“今日你若不給個交代,休怪我槍下無情!”
徐妙雲的聲音如同她手中的槍尖一般冰冷銳利,美眸中的怒火幾乎要噴薄而出。
王景看著距咽喉僅寸許的槍尖,麵色不變,那雙若隱若現的重瞳甚至沒有絲毫波瀾。
就在徐妙雲氣息為之一窒的刹那,他動了!
動作快如電光石火!
並非格擋,也非後退,而是五指如鐵鉗般驟然探出,精準無比地捏住了那寒光閃爍的槍頭之下三寸處!
徐妙雲隻覺一股無可抗拒的沉渾力道自槍身傳來,她灌注於雙臂的內息竟如泥牛入海,槍尖被一股巧勁帶著,不由自主地偏離了目標,那股力量震得她虎口隱隱發麻。
“夫人的槍,還是指向敵人更好。”
王景聲音平穩,鬆開手指,仿佛隻是隨手撥開一片落葉。他看著徐妙雲因震驚和用力而微微泛紅的臉頰,繼續道:“孫芳於我,是戰利品,亦是牽製孫堅、製衡袁術的人質。此乃權衡之術,非是貪戀美色。”
王景目光直視她的眼眸:“你是我王景明媒正娶的正妻,地位無人可撼。”
“當知大局為重,莫要因小失大,徒惹外人笑話。”
徐妙雲胸脯劇烈起伏,那股被絕對力量壓製的不甘,與被他直指“因小失大”的羞惱交織在一起,讓她緊咬下唇,幾乎要沁出血來。
她知道他說的是事實,但這口氣實在難以下咽!
王景見她倔強不語,語氣稍緩,帶著一種不容置疑的篤定:“他日我縱橫沙場,掃平群雄,身邊豈能隻有衝鋒陷陣的莽夫?更需要能獨當一麵的臂助。”
他話鋒微轉,拋出一個誘餌:“夫人若是覺得府中煩悶,空負一身武藝,我許你自建一營,如何?”
徐妙雲猛地抬頭,眼中閃過一絲難以置信的光芒,隨即被更深的警惕取代:“你肯讓我掌兵?”
“為何不肯?”
王景淡然一笑:“隻是,既是夫人親領,若仍是尋常男卒,豈非泯然眾人,如何顯你巾幗之氣?”
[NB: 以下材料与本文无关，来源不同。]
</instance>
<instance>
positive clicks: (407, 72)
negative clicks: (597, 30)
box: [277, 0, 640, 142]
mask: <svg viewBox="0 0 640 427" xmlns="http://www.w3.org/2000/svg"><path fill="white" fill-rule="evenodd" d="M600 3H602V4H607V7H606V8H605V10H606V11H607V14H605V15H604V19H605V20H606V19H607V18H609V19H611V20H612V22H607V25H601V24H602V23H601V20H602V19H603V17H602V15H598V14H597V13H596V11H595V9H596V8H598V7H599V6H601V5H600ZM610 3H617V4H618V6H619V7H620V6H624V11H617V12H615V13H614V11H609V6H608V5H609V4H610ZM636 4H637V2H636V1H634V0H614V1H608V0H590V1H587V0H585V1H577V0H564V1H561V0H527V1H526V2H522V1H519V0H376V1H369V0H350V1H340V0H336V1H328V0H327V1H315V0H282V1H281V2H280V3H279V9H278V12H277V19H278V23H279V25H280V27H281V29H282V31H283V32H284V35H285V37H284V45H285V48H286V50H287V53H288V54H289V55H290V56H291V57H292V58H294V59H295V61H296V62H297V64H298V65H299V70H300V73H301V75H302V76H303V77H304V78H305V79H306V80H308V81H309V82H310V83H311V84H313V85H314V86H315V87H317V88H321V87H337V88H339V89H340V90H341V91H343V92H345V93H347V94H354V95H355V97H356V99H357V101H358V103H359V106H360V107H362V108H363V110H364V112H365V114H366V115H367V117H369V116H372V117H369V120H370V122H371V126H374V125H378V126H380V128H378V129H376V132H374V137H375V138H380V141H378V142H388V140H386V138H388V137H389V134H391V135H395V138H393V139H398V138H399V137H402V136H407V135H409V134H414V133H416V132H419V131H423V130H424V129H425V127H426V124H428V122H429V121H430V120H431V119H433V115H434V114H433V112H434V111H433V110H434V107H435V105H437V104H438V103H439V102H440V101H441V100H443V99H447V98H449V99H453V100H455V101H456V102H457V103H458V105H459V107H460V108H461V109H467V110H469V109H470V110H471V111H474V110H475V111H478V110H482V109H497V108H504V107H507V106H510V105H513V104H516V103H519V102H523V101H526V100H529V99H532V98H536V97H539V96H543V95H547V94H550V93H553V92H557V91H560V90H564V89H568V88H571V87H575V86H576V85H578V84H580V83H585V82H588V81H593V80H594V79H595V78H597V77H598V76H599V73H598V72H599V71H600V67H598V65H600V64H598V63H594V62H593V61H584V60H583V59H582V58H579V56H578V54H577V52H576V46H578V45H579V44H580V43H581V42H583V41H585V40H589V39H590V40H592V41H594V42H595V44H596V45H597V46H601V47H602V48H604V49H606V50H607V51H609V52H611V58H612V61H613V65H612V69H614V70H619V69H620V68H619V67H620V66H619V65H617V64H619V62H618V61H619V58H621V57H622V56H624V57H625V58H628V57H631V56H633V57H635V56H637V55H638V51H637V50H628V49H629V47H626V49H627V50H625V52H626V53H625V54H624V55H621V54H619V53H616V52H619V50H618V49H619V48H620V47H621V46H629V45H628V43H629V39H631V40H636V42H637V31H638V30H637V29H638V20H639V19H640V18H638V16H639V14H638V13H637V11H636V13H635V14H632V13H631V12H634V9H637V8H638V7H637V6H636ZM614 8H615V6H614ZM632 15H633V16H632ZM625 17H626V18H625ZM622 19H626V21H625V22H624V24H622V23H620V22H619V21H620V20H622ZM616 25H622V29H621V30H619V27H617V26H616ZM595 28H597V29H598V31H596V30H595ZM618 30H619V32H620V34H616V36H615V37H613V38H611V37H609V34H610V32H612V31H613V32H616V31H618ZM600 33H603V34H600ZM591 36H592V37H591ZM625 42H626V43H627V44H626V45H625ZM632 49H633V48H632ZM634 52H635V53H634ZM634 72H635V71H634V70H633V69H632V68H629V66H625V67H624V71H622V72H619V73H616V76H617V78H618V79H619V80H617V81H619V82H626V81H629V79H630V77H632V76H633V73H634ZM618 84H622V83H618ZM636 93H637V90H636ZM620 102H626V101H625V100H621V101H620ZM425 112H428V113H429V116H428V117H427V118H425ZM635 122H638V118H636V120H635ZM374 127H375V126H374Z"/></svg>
他迎著徐妙雲探究的目光,一字一句道:“我要你建的,是一支全由女子組成的營隊!人數,暫定一百。”
“一百?”
徐妙雲蹙眉,這個數字遠低於她的預期:“區區百人,能濟何事?”
“兵在精,不在多。”
王景打斷她,語氣帶著強大的自信:“古有越女授劍,三千甲士不能敵。”
“我要的,不是能填壕溝的炮灰,而是能於萬軍之中取上將首級的利刃,或是能護衛內宅、傳遞機要的奇兵。”
“這一百人,便是火種。”
“你若能將其錘煉成真正的精銳,讓所有人看到女子為兵亦能建功立業,日後莫說一千,便是三千、五千,又有何難?”
徐妙雲怔住了。
她本欲爭的是一口氣,是身為正妻的權柄與尊嚴,可王景拋給她的,卻是一個她從未想過的局麵。
一支全由女子組成的營隊?
縱覽史冊,婦好統軍亦不過是借男子之力。
他竟敢將此“開創”之名予我?
此乃千金之諾,還是又一個牢籠?
她的目光掠過王景那雙目,其中唯有認真與期待,不見絲毫戲謔。
心中的怒火不知不覺消散大半,取而代之的是一種沉甸甸的責任感與隱隱的興奮。
她深吸一口氣,將紅纓槍重重頓在地上,昂首道:“好!一言為定!”
離開徐妙雲的院落,王景步履沉穩,徑直走向安置孫芳的紫竹軒。
軒內,燭火搖曳。
孫芳已換下血汙戰袍,一身玄色勁裝更襯得她身姿挺拔,宛如雪中青鬆。